His exhibition comprises works on canvas, paper and sculpture installations. All revolve around a single subject - sunflowers in a field.
Since 2003, Xu has focused on sunflowers which represent the collective memory of his generation. It was common to see them in Chinese drawings from the 1950s to 1970s.
Unlike Van Gogh's sunflowers, vibrant and flamboyant, Xu's sunflowers are wilted and crowded in large groups.
"My generation share a lot of memories. We sing the same songs, wear the same clothes and have the same experiences. They are the sunflowers I made."
Although his sunflowers are standing in the sunset, they once stood toward the sunrise, says Xu. "We're not young. But we once had our dreams. There is a kind of bitterness about my sunflowers, but not anguish," says the artist.
A decade ago, Xu visited a mansion in Austria. A sea of sunflowers on the mountain blossomed under the sunshine, vibrant and glowing. But he was not moved.

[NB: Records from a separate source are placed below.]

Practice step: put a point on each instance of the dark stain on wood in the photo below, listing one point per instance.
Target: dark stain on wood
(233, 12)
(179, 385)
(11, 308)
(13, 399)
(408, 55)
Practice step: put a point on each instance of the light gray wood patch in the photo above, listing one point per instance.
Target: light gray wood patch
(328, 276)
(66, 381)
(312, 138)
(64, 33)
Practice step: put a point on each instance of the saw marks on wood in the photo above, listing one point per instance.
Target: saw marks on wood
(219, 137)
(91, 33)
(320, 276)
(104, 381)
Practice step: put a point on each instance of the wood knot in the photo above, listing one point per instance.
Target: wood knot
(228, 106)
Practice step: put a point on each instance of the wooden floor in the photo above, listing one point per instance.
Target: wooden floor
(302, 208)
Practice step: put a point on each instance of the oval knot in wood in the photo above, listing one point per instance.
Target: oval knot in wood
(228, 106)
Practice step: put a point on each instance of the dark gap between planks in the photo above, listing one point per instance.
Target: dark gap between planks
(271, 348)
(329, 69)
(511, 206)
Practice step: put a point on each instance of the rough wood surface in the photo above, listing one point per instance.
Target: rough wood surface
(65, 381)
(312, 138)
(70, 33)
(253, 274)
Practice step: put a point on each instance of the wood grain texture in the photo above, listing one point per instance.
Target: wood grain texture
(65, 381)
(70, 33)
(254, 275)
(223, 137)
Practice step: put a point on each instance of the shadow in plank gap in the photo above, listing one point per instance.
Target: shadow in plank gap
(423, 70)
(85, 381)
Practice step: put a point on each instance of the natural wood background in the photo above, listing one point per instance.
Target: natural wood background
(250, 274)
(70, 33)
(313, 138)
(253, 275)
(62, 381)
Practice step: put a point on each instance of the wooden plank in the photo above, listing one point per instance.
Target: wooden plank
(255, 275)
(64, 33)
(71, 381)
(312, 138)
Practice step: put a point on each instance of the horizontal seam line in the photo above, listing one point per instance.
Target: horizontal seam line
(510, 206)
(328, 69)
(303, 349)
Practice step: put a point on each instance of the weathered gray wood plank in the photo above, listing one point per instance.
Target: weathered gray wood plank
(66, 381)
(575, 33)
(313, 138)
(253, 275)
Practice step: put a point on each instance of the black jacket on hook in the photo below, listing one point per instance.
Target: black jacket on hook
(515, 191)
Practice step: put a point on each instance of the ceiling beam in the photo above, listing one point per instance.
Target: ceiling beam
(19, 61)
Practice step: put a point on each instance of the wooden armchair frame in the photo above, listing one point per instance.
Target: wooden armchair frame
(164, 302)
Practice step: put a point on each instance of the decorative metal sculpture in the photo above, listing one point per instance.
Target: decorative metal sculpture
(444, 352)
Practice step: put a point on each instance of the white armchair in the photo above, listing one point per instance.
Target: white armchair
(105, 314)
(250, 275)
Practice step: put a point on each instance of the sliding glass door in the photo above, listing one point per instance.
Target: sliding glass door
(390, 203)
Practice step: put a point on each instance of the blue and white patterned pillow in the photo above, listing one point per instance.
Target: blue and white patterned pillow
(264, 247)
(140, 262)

Only when he went to Marmara in Turkey was he touched by a withered sunflower garden. Their leaves curled and drooped, they stood tall and strong against the sunset.
"They looked like old soldiers waiting for their last review. They reminded me of our fate," recalls Xu.
Xu says sunflowers have two sides: fervent and tough. He prefers the latter.
For his one-year retrospective exhibition in Germany, Xu spent half a year creating the 600 sunflower sculptures, and he included another 200 lotus blooms.
Xu says he tries to explore the topic of possibility of symbiosis - putting sunflowers living in soil and lotus in water together.
"It's like the art of West and East. We can communicate with each other through the language of arts," he says.
A group of German children visited the German Corner where Xu's show was located. They were excited and each of them drew a picture of sunflowers. Their teacher helped them turn their pictures into paper flowers and stuck them on a box, and a paper sunflower garden took shape.
"So exciting! That's what I want - to talk to them through art," says Xu. The exhibition runs until June 18.